Sunday, June 5, 2011

Penne A La Not-ka

My husband and I have a favourite Italian restaurant in town.  When we go there he always orders one o to things Penne with Vodka creme sauce and sausage or Fettuccine Alfredo with ham.  While it is good food I cannot help but think when I am there that I could make it just good at home for a lot less money.  This was the inspiration for this recipe.  First of all I am sure that this recipe is much healthier then the one at the restaurant and I have eliminated the vodka thus making it kid friendly.  I also omitted the sausage or chicken breast cooked and then pulled, thus also reducing the calories and again making it kid friendly as my kids are not big on spicy food.  I think that it turned out pretty good.  My husband and my kids all seemed to enjoy it as they all cleaned their plates.


Penne A La Not-ka

Ingredients

  • 2 teaspoons olive oil, plus extra for serving
  • 3 cloves garlic, smashed with the flat of a large knife
  • 1/2 cup chopped red onion
  • 3/4 teaspoon salt
  • 1x14 ounce can diced tomatoes, or whole tomatoes in juice, pureed in a food processor
  • Pinch red pepper flakes
  • 8 ounces penne
  • 1/4 cup whipping cream
  • 6 tablespoons evaporated non-fat milk
  • 1/3 cup grated Parmesan cheese
  • 1/4 cup shredded fresh basil
  • 1/8 teaspoon black pepper


Directions

  1. Bring a large pot of salted water to a boil for the penne.
  2. In a large saucepan, heat the 2 teaspoons oil with the garlic over low heat until the garlic begins to brown, about 3 minutes.
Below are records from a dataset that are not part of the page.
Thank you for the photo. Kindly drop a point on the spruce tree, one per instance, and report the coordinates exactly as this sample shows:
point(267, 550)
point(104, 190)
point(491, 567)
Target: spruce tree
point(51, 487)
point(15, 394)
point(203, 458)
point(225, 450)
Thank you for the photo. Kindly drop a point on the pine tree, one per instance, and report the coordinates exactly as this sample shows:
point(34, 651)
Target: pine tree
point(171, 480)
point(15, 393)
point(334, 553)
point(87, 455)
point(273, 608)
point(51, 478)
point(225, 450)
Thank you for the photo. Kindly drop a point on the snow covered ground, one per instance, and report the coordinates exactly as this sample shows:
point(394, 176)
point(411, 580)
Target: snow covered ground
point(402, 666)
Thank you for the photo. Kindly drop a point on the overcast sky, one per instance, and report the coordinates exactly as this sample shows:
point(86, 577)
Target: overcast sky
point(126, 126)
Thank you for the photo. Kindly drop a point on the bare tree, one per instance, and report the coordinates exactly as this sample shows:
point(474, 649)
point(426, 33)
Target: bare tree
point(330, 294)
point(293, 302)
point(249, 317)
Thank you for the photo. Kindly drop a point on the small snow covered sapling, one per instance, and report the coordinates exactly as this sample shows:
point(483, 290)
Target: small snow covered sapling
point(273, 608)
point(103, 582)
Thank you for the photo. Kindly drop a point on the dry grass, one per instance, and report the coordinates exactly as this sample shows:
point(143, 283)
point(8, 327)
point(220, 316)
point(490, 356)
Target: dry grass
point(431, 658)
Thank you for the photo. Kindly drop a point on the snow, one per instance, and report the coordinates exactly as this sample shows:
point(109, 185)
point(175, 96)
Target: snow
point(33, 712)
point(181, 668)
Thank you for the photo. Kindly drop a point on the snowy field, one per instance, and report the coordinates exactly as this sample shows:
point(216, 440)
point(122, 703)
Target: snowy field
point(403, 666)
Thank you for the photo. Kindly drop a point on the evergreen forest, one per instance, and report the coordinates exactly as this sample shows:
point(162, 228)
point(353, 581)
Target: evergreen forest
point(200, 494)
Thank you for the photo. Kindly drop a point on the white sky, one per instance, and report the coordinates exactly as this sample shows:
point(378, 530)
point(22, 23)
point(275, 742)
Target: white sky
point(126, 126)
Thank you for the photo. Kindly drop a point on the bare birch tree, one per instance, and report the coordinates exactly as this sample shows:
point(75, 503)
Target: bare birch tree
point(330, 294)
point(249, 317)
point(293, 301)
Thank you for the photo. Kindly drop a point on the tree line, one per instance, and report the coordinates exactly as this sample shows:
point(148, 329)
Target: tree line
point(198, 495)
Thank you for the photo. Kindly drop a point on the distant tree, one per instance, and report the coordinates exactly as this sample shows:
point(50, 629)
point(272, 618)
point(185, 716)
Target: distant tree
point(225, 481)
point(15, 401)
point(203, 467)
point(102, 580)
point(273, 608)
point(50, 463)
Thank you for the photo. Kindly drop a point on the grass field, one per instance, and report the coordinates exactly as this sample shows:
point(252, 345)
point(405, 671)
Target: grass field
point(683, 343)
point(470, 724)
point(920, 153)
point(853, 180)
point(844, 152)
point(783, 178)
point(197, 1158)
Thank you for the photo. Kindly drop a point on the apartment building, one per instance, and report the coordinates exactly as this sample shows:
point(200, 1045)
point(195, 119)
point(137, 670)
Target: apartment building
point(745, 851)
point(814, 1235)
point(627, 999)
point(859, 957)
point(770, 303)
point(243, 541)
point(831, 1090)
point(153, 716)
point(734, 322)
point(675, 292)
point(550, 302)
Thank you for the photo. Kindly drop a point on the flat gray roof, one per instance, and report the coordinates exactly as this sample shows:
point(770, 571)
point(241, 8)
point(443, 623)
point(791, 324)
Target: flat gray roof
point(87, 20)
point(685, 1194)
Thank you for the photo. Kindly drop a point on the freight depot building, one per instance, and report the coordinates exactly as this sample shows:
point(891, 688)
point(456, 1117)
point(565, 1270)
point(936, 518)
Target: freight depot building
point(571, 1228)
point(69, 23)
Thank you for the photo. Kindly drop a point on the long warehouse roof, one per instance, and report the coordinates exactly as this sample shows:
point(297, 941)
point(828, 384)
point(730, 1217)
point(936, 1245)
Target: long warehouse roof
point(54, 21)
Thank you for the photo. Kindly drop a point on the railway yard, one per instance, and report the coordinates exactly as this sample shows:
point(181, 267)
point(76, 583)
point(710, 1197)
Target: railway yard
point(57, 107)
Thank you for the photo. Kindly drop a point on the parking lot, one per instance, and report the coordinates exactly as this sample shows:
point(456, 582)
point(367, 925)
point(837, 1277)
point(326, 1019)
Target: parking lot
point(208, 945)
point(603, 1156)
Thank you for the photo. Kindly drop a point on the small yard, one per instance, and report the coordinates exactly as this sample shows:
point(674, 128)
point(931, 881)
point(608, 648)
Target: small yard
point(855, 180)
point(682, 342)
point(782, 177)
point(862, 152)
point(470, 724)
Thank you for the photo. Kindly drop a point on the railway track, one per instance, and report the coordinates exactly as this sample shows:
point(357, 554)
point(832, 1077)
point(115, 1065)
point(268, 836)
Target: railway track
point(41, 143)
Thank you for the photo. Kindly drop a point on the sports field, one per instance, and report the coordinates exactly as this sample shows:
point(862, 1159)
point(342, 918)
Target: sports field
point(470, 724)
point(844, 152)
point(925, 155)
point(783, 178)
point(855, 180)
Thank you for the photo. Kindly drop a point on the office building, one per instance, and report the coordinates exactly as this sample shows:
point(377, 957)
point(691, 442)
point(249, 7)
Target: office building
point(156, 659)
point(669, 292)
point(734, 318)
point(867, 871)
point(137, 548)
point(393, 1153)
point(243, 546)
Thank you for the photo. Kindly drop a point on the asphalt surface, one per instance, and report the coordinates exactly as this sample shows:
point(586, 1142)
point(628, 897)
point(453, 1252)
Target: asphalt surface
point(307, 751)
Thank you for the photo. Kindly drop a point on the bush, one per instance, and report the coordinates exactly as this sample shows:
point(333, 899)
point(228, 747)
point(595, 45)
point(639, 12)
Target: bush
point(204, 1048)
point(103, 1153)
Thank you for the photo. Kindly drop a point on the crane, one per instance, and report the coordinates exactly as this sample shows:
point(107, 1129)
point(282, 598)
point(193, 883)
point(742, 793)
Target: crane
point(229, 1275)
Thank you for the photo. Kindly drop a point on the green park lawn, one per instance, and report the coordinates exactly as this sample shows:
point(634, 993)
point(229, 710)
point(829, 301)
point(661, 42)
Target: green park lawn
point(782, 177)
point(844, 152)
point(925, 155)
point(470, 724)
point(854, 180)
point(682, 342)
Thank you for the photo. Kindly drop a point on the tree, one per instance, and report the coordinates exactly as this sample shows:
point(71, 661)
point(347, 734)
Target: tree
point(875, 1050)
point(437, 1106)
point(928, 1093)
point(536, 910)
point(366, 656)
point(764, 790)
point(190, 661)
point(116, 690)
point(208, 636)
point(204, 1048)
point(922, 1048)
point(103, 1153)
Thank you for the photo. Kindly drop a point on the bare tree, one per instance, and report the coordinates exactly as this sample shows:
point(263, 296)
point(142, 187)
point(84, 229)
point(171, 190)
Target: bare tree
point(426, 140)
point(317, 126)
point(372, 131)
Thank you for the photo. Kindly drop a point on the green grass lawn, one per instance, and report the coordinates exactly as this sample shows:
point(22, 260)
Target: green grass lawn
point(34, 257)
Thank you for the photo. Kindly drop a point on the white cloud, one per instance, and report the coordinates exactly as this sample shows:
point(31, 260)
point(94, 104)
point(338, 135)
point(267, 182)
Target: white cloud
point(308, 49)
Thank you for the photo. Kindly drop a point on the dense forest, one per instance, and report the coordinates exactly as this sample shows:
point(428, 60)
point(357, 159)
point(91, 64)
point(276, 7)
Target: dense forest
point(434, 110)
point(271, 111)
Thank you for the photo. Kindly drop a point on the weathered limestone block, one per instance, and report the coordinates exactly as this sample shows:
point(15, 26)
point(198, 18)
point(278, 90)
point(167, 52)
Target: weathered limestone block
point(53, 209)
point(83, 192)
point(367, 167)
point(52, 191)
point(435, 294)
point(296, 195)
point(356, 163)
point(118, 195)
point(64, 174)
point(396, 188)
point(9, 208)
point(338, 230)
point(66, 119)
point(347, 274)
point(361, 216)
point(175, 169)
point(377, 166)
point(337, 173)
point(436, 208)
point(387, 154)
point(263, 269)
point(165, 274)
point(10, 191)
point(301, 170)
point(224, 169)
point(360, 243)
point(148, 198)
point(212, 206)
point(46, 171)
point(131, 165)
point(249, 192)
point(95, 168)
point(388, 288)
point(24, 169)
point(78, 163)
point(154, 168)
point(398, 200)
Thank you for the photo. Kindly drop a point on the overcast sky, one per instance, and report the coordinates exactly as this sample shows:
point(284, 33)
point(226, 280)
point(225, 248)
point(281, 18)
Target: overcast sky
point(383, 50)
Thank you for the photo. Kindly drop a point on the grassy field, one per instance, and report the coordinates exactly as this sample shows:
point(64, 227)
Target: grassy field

Add the onion and 1/4 teaspoon salt, cover, and cook until the onion is softened, about 2 more minutes. Add the tomato, 1/2 teaspoon salt, and the red pepper flakes. Bring to a simmer, reduce the heat and simmer very gently 10 minutes. Stir in the cream and evaporated milk and simmer 1 more minute.
  3. Meanwhile, after the sauce has cooked 10 minutes, add the penne to the boiling water and cook until just shy of al dente, about 8 minutes. Drain, reserving about 1/2 cup pasta water. Add the drained penne to the saucepan and simmer until the penne is al dente, 1 to 2 minutes, adding a little of the pasta cooking water if the mixture is dry. Stir in 1/4 cup of the Parmesan, the basil, and black pepper.
  4. To serve, divide pasta between 4 serving bowls. Drizzle each serving with 1/2 teaspoon olive oil, and sprinkle with the remaining Parmesan.